The Daily Advertiser is full of court news from the local towns. Pretty humourous actually! And reports on the local shows. On Thursday, it has an insert called “The Rural,” which is all about farming. It is great if you want to know the price difference at auction of Dorset and Merino lambs, for instance. The big highlight of the Advertiser is probably the “Out and About” photo section – 4 colour pages each day of people at shows, charity events, 100th birthday parties, etc. They love it when something like the Picnic Races are on, because they get to show young women in party dresses and silly hats at the Turf Club. They’ll have a field day this week when the Melbourne Cup is on; it’s a race event in Melbourne that threatens to shut down all of NSW and Vic so people can go to their local track on a Tuesday afternoon. News reporting is pretty sketchy though. As an example, we will tell you that one day there was a headline about storms battering Central USA. When you read the article though, you realized that the storms were actually in Honduras and Guatemala… i.e., Central America! They just pulled the text off a wire service, read it, misunderstood it, and wrote a really bad headline. We can’t stop getting this paper though, because it is the best way to find out about local happenings (shows in nearby towns, what store is opening in the mall, when the dog races are….) and is usually good for a daily chuckle.

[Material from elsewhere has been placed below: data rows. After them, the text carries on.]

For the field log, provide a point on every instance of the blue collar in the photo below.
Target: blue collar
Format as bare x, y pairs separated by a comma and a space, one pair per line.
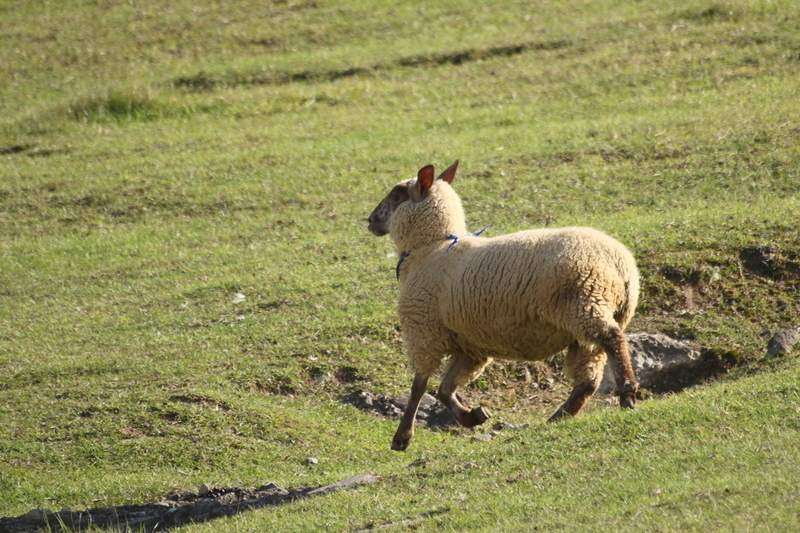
397, 268
450, 237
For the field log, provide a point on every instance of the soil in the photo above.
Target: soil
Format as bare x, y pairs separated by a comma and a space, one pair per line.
176, 510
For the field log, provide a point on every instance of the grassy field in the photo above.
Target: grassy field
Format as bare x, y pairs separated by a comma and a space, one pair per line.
160, 160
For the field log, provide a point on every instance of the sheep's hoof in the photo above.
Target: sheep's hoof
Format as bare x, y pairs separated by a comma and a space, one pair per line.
479, 415
400, 442
627, 398
627, 402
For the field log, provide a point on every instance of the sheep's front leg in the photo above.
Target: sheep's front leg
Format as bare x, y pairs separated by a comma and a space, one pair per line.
461, 371
616, 346
402, 437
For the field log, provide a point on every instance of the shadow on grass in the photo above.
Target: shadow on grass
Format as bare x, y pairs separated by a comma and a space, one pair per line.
178, 510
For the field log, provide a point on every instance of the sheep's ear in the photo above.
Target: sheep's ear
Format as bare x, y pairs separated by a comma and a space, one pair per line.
424, 182
450, 173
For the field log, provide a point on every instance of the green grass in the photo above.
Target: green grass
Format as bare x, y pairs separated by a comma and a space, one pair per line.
159, 158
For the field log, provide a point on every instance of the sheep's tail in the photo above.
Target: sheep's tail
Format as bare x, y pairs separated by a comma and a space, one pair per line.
615, 344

The Australian? That’s a whole different story. This rag is dangerously conservative, to the point that we feel bad supporting Rupert Murdoch; but, well, it is probably the best in the country in terms of national coverage. You just have to recognize the bias and read through it. Dan, however, did almost call and cancel it one day when he read an editorial about how the gay marriage debate in Australia had to keep going. The editorial stated that the discussion had to continue, even if/when the laws change; even though they admitted that allowing same-sex marriage was probably (!) the right thing to do, that doesn’t mean you should just forget about a tradition that has served everyone (!) so well up to now. Oh yeah, served ‘everyone’ except those who can’t get married, or who have friends and family who can’t get married. This editorial was right around the time that we were missing the wedding of two good friends back home (and the Canadian government had recently decided that all people deserved equal rights!), so this story hit a nerve. Really hard not to cancel the rag, but…well, we need to learn about all aspects of Australia.
So, we’ll continue to fight each morning… against the wrap that stands between us and the news, and against the right-leaning perspectives that often shape the views expressed in the papers. London, Edmonton, Wagga… there’s lots of work to do, no matter where you live in the world.